Some of the blame also has to go to 'Joe Sixpack' whom, so it would seem, has an (_*_) so wide he can't fit it in anything smaller than a Hummer.

And of course some of the blame has to go to the "Madmen" of Madison Ave. who convinced John Q. Public he will get laid if he buys a car with 300hp.

Roger Pham

The good news: 1) GM now stands for Green Motor.
2) Opening plants to produce small car in the USA (vs. importing from Asia or eastern Europe before)
3) eliminating of "legacy cost" will help reduce cost of future cars, making the Green Motor profitable and able to gain market share.

"Crisis equal Opportunity."


Roger, thank you for pointing out the positives, instead of all the naysaying above.
It will be good for america if GM does well, so let's give them a chance. There are countless examples of big corporate screw ups in industries other than auto.
Personally, i believe america needs an industrial base. That's what allowed us to win WW2. so bailing out the auto cos is not a terrible idea.
If they get the Volt out the door and it does well, it could be the start of something big.


GM + Chrysler + Ford management can all be blamed for letting the unions get away with (low quality work+ working less + getting paid way too much) for decades.
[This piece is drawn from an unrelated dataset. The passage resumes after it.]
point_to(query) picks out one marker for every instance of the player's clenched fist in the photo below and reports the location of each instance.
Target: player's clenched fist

A cap could have been set on renumeration of all workers including the top executives. They did not do their job very well.

Joe's (6 + many packs) were easily brain washed into smoking-eating-drinking too much, getting too fat and driving oversized vehicles to satisfy their newly acquired ego and weight.
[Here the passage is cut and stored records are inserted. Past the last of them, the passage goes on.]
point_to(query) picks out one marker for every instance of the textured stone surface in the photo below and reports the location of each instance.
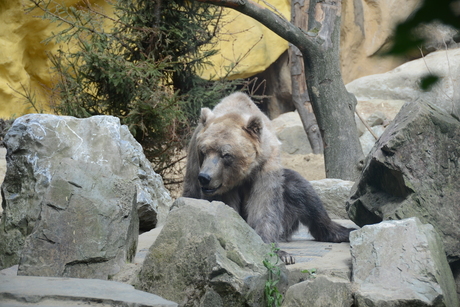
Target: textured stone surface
(72, 193)
(334, 193)
(320, 291)
(52, 291)
(403, 82)
(413, 170)
(206, 255)
(401, 263)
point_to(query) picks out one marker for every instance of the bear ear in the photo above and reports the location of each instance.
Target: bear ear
(206, 115)
(254, 126)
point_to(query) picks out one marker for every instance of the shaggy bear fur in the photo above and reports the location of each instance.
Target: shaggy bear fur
(234, 157)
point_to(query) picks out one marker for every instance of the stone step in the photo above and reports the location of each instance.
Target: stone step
(56, 291)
Winning WW2 may also be part of it.

Acquired (bad) behavior cannot be changed overnight. All the damages done over many decades may take a few decades to correct, unless we have a deep long lasting 1929 style recession.
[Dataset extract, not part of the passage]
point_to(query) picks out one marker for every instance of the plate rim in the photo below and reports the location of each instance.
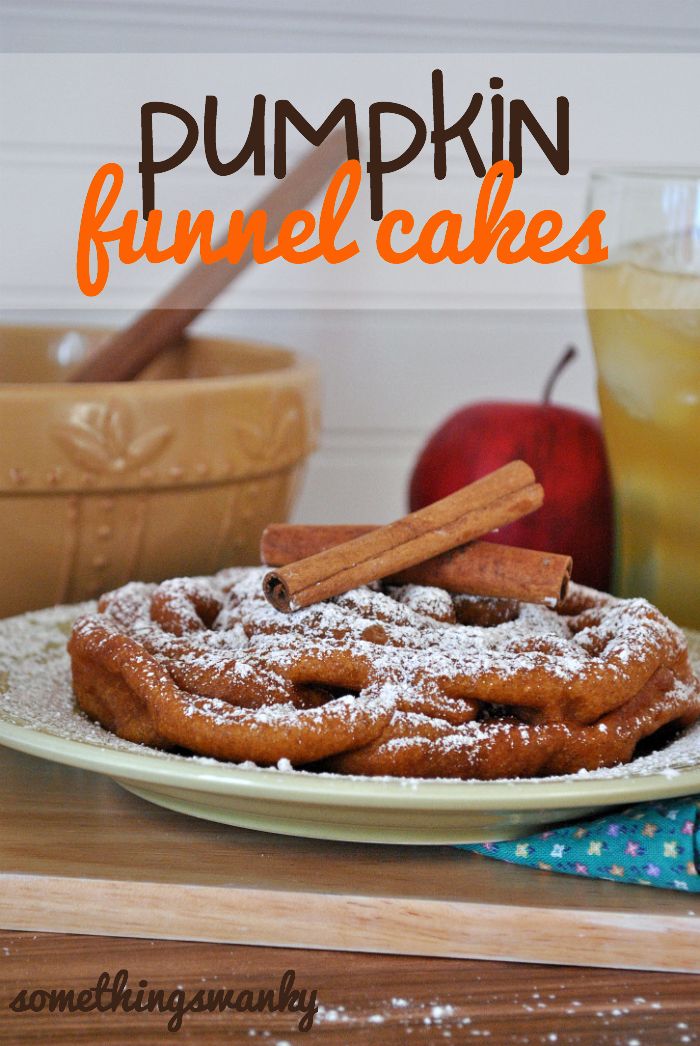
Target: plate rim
(399, 793)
Meanwhile, it is very difficult to see major changes in the New GM executives and workers attitude. They will be crying wolf within 3 years.

Roger Pham

Talking about "Winning WW2" reminds me of the Battle of Britain...For the British, it was to defend Britain's sky at all cost...

For America now, it should be to defend the Auto Industry at all cost. Most of America go to work on cars burning petroleum. If America has to import most of its cars and 2/3 of its petroleum...God help America! Where will the money come from to import all all household goods that come from China?

The goal should be to be self-sufficient on automobiles and on energy by using PHEV's, BEV, and FCV's.


"letting the unions get away with "


Give it a rest. You are obviously biased against the UAW, we get it. You do not have to continue repeating lies and hatred.


What about me SJC? I'm as liberal as they come and even I think the UAW and CAW got away with too much.


It is easy to blame situations on groups. Germany has much stronger auto industry union and they do not seem to have problems. There is a much deeper hatred of organized labor in this country and some people have been conditioned to blame it for lots of outcomes that were not their fault.


Gentlemen, let's not bicker over this contentious UAW issue. And Harvey, yes. Chapter 13 at any time allows continued operations while restructuring debt.

Meanwhile, at, they are just about to break the 50,000 person wait list. Pretty good for a vehicle not yet launched.


Has the 50,000 person wait list made four-figure deposits or purchase contracts..


"Germany has much stronger auto industry union and they do not seem to have problems."

That's true, however Germany [like every G8 country that's not the USofA] has nationalized healthcare. So their unions don't have to force the car companies to take care of the overburden of non-productive personal - retirees.


So that is a form of subsidy that helps German auto makers. If the companies and workers do not have to pay for all of it, then that means higher profits, lower prices and higher wages, IF the car company executives and shareholders choose to share the wealth. In the U.S. the executives would give themselves larger salaries and bonuses and forget the rest of all that "do gooder" stuff.